Written by Eileen McDougall

Persisting prejudice in India toward pre-marital sex means unmarried women face stigma by medical providers when trying to access sexual health services.

Societal norms are indeed changing in the country as increasingly more women choose to delay marriage. India is now the world’s fourth-largest user of online dating apps. However, despite the developing social and sexual landscape, attitudes in the medical profession on sexual issues, even in India’s largest cities, are still enmeshed with conservative thinking.

Over the last four years, a campaign called Health Over Stigma ran by Delhi-based youth organization Haiyya, has been challenging this system by linking unmarried women with sexual health and reproductive services — and changing the views of India’s gynecologists.

In February 2020, I met with Sreejani Malakar, the Health Over Stigma campaign manager, who explained:

If you are sexually active, the precondition is that you are married.

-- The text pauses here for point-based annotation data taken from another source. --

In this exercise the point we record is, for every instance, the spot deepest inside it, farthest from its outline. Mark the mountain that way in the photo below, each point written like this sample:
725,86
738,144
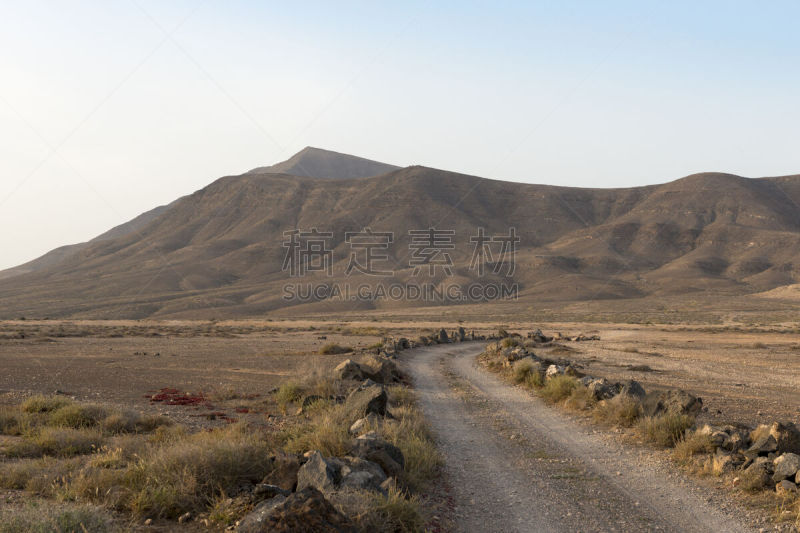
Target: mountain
317,163
220,251
54,257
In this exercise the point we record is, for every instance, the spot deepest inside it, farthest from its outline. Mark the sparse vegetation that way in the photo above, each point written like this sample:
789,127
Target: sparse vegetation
287,394
558,388
665,430
48,517
334,349
622,410
693,443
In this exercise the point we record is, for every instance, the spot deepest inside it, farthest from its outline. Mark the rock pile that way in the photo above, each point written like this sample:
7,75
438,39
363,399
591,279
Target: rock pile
297,494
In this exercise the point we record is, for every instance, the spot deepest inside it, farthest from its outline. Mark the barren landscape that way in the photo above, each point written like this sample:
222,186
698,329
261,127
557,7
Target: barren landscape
538,460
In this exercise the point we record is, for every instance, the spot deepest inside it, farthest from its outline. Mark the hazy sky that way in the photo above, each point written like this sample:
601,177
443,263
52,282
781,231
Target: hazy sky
110,108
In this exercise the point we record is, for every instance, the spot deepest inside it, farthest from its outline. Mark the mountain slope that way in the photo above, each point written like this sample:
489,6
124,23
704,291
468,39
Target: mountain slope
317,163
220,251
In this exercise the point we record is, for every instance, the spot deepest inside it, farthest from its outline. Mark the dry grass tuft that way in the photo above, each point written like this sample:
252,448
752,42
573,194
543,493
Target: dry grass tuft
66,518
693,443
334,349
44,404
581,399
665,430
621,410
558,388
57,442
394,512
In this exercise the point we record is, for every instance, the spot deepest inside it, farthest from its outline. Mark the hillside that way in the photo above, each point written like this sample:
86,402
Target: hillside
219,252
317,163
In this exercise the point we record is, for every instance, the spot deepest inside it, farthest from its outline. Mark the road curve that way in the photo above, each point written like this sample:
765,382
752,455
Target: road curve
515,464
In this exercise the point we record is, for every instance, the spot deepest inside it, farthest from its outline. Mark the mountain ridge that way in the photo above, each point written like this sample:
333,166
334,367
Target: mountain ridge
220,250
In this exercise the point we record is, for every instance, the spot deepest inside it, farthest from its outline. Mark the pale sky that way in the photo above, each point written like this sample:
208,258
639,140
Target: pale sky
110,108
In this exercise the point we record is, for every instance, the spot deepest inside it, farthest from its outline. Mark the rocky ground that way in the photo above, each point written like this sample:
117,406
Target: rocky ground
521,465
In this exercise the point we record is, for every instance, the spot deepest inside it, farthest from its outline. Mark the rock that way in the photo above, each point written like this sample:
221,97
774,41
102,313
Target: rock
266,490
375,449
554,370
601,389
319,473
673,401
368,398
786,488
381,369
305,510
786,466
284,472
633,389
787,437
360,474
349,370
539,337
722,463
308,401
757,475
763,446
363,424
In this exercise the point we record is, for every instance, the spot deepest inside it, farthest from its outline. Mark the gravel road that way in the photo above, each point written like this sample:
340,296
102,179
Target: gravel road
516,464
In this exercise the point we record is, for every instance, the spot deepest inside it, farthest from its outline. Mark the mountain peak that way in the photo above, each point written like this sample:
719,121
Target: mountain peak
313,162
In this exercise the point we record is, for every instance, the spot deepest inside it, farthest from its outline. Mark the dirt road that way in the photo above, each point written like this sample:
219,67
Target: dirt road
516,464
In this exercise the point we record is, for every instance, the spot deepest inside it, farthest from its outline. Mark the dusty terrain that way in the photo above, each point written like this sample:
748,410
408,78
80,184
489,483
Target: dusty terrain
495,439
743,373
521,465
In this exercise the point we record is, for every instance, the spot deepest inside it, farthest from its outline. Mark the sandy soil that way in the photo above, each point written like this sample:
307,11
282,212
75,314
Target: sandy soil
519,465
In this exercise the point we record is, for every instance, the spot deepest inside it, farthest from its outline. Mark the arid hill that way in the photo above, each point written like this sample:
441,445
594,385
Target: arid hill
220,251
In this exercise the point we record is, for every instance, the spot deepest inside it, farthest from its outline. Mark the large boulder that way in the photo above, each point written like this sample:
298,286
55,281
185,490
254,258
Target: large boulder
329,475
349,370
381,369
305,510
254,521
318,472
601,388
763,446
786,488
373,448
758,475
632,389
554,370
359,474
786,466
673,402
284,471
787,437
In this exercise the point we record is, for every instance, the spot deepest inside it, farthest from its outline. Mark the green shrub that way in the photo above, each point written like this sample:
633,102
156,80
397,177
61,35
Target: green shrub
334,349
558,388
665,430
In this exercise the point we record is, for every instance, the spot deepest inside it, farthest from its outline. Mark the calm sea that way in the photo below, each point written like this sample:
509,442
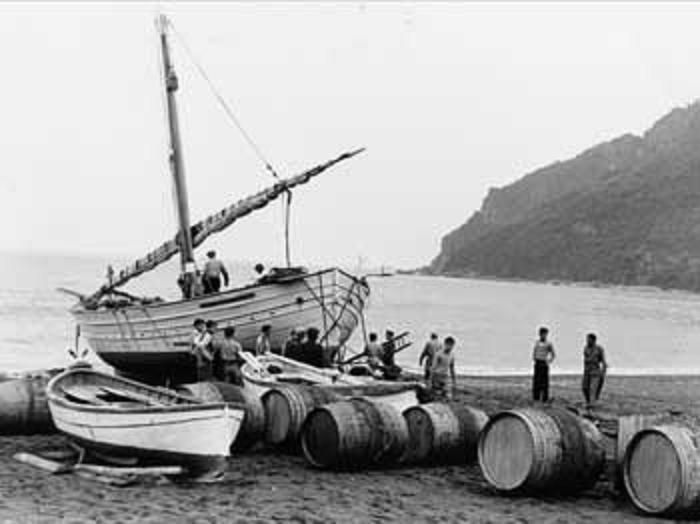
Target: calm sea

If you are not married, and having sexual relationships, you are considered impure and the doctor will not treat you. It is a social stigma; doctors and medical professionals are products of the social system. And the level of shame involved is so great that women often cannot bring themselves to seek the services they need.

Traditionally, in Hinduism, sex before marriage is seen as a source of pollution, and stigmatized outside of marriage; in Islam, it is forbidden. These attitudes among doctors, Malakar says, lead unmarried women to de-prioritize their sexual health needs and refrain from accessing the appropriate services.

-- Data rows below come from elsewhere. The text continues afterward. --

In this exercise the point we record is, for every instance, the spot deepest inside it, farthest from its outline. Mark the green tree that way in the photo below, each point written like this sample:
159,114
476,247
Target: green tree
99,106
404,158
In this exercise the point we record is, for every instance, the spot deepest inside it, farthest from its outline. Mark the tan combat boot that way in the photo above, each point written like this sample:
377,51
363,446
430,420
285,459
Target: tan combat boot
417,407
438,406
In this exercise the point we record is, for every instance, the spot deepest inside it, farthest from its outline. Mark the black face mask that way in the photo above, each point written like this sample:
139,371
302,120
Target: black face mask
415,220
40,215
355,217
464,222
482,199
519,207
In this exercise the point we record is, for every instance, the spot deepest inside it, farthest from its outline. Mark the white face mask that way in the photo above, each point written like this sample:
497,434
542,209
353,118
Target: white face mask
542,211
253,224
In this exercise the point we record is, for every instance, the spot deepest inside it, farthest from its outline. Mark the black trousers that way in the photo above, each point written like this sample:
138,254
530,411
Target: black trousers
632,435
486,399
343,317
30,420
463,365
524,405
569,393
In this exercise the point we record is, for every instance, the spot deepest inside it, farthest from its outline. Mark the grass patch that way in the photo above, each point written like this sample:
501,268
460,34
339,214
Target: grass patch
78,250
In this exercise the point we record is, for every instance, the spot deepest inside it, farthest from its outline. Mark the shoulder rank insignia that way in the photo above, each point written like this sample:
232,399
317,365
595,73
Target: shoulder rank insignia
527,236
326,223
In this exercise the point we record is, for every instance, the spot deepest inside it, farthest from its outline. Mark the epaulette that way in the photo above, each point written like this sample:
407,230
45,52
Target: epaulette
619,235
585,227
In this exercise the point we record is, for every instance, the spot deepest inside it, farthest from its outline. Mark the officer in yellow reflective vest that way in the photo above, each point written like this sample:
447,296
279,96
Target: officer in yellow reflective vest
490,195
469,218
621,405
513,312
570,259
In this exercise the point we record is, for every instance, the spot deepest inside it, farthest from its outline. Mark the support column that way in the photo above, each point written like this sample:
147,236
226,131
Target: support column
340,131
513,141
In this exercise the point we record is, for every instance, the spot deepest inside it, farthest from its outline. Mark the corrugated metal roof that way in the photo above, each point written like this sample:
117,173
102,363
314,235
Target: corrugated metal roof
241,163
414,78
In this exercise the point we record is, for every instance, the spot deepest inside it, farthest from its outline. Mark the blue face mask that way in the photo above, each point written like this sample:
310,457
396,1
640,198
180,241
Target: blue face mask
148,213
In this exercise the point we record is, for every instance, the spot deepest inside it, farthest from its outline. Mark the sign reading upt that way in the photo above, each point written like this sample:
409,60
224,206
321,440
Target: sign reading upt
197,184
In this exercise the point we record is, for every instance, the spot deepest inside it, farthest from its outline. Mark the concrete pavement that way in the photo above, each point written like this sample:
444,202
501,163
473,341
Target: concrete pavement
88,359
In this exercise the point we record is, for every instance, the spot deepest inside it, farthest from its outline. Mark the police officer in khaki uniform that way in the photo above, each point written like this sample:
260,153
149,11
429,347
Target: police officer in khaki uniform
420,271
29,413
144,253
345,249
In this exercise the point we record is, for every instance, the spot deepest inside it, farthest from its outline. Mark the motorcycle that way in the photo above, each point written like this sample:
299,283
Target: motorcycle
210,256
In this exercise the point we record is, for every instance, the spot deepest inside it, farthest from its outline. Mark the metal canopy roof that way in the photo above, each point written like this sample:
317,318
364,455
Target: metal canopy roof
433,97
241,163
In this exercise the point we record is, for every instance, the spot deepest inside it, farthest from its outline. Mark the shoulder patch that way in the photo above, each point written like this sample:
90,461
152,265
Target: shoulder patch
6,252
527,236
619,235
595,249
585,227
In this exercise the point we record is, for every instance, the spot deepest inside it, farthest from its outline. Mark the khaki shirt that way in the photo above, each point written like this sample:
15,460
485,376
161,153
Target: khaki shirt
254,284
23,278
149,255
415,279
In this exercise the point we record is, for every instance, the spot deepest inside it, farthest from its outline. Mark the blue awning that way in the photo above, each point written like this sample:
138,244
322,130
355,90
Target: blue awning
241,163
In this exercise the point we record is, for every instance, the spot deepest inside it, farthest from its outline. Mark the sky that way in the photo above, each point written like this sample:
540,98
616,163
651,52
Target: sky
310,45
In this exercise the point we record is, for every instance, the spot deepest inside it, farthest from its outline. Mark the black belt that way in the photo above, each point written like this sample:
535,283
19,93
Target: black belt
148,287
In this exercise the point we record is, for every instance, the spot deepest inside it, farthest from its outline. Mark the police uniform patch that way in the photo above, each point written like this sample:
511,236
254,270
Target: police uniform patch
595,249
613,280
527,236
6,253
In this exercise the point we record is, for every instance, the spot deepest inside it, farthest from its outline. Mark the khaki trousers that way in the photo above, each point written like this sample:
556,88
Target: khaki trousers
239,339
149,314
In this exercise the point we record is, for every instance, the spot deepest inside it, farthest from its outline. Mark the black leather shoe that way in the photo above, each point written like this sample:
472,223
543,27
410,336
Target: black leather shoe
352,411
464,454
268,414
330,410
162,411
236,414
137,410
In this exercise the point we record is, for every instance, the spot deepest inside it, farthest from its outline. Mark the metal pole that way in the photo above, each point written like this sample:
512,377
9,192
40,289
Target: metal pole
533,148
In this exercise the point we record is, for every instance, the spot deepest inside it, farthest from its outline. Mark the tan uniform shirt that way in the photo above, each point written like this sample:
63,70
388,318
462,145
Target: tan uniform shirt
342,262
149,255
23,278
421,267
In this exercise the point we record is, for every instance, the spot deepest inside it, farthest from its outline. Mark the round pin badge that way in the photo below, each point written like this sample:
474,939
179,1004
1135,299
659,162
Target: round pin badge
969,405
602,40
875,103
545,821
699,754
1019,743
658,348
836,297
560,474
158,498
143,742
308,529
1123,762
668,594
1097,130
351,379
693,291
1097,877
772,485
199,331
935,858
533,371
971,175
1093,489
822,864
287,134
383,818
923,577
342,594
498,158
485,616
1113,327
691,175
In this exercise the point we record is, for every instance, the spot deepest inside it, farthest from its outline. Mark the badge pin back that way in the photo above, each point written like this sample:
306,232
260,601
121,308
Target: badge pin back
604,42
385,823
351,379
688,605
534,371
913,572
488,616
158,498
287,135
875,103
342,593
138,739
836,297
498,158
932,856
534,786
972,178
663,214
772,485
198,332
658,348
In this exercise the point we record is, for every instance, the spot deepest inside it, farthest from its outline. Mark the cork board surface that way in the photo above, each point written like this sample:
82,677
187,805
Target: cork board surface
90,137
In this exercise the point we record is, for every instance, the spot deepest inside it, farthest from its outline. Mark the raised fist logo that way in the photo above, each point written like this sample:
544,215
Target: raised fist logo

In a survey of unmarried women living in Delhi, conducted throughout 2018, Haiyya found only 5 percent of respondents took their information about sex or contraception from medical professionals. Most, they found, relied on the internet or friends.

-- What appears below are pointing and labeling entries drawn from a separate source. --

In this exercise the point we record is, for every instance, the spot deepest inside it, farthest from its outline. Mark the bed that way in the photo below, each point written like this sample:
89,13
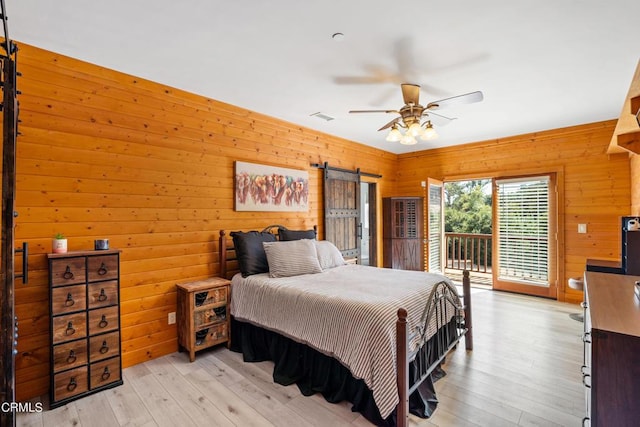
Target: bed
372,336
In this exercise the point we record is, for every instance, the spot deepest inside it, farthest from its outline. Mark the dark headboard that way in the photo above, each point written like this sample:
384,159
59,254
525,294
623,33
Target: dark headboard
228,260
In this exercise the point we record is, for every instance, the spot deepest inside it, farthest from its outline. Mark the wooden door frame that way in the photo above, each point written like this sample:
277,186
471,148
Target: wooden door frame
373,221
427,231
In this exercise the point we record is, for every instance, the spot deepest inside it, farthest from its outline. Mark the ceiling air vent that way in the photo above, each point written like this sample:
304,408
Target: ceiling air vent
322,116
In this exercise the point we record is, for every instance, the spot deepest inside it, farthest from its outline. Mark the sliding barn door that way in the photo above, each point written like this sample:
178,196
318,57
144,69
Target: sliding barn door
7,312
342,211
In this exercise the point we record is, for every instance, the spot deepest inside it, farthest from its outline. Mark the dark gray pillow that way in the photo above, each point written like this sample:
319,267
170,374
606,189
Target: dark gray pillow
286,235
250,253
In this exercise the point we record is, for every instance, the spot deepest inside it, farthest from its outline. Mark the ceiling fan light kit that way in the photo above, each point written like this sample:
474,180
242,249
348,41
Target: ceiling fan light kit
411,114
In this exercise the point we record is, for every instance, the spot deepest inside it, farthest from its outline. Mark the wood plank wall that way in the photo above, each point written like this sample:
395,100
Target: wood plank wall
596,185
106,155
635,184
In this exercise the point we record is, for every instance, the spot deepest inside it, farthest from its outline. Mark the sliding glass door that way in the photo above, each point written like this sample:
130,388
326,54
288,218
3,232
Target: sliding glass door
525,235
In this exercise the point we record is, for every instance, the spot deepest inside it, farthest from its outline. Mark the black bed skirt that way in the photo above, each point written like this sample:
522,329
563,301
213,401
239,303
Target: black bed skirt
314,372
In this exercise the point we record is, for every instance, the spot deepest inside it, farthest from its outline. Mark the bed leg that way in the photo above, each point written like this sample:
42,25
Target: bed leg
402,412
466,290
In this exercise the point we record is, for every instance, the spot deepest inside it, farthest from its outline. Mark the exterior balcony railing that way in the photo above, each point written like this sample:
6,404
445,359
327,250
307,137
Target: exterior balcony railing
468,251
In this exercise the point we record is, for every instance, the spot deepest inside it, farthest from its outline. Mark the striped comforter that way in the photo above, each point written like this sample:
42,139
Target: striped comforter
347,312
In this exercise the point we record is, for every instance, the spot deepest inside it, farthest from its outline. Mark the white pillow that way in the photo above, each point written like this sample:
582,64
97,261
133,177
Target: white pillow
292,258
328,255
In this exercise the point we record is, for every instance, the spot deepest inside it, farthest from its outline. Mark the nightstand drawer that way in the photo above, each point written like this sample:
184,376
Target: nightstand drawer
104,346
103,294
212,335
68,299
106,372
70,383
67,271
69,327
69,355
103,320
102,267
202,317
214,296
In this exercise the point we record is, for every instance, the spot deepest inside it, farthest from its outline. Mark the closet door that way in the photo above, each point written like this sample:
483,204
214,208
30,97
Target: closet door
402,233
342,211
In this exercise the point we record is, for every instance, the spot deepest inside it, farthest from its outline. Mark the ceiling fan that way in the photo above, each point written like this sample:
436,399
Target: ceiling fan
412,113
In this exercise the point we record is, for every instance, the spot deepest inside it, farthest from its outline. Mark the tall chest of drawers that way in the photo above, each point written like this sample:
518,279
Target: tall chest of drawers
85,323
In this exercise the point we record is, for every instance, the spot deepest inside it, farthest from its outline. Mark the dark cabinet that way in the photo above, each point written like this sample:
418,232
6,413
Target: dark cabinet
402,233
612,345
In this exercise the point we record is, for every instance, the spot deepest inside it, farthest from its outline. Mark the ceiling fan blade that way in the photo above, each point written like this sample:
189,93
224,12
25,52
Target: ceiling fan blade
467,98
391,123
374,111
438,119
410,93
431,113
357,80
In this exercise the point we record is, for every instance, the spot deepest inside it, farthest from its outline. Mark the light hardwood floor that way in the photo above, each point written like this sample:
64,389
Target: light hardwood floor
524,371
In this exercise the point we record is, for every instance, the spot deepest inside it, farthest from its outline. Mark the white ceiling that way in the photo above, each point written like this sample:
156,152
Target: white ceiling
541,64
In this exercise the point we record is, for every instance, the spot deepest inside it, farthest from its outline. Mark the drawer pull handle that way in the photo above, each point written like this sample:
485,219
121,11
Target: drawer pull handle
103,322
584,380
106,374
69,301
70,329
102,270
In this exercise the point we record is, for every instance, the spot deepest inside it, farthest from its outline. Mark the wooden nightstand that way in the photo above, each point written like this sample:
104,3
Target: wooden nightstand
203,314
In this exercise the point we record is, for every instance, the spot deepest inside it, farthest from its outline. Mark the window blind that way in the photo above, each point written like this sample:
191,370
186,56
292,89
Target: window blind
523,230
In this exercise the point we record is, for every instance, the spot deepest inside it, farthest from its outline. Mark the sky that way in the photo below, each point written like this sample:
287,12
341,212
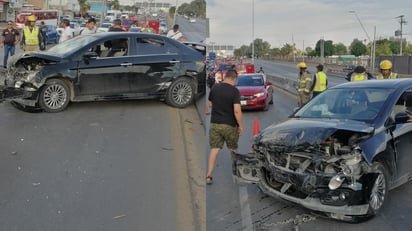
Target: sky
304,22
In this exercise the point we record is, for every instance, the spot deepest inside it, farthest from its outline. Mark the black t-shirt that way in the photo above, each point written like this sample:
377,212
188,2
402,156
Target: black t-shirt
223,96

Other statistics reveal the consequence of this vacuum. The same survey discovered that only 20 percent of the women surveyed understood their rights relating to abortion. Meanwhile, a 2018 YouGov India survey revealed that 15 percent of women thought that emergency contraception was not suitable as a regular method of contraception; 49 percent were not sure.

‘The man at the pharmacy pretends to mishear me’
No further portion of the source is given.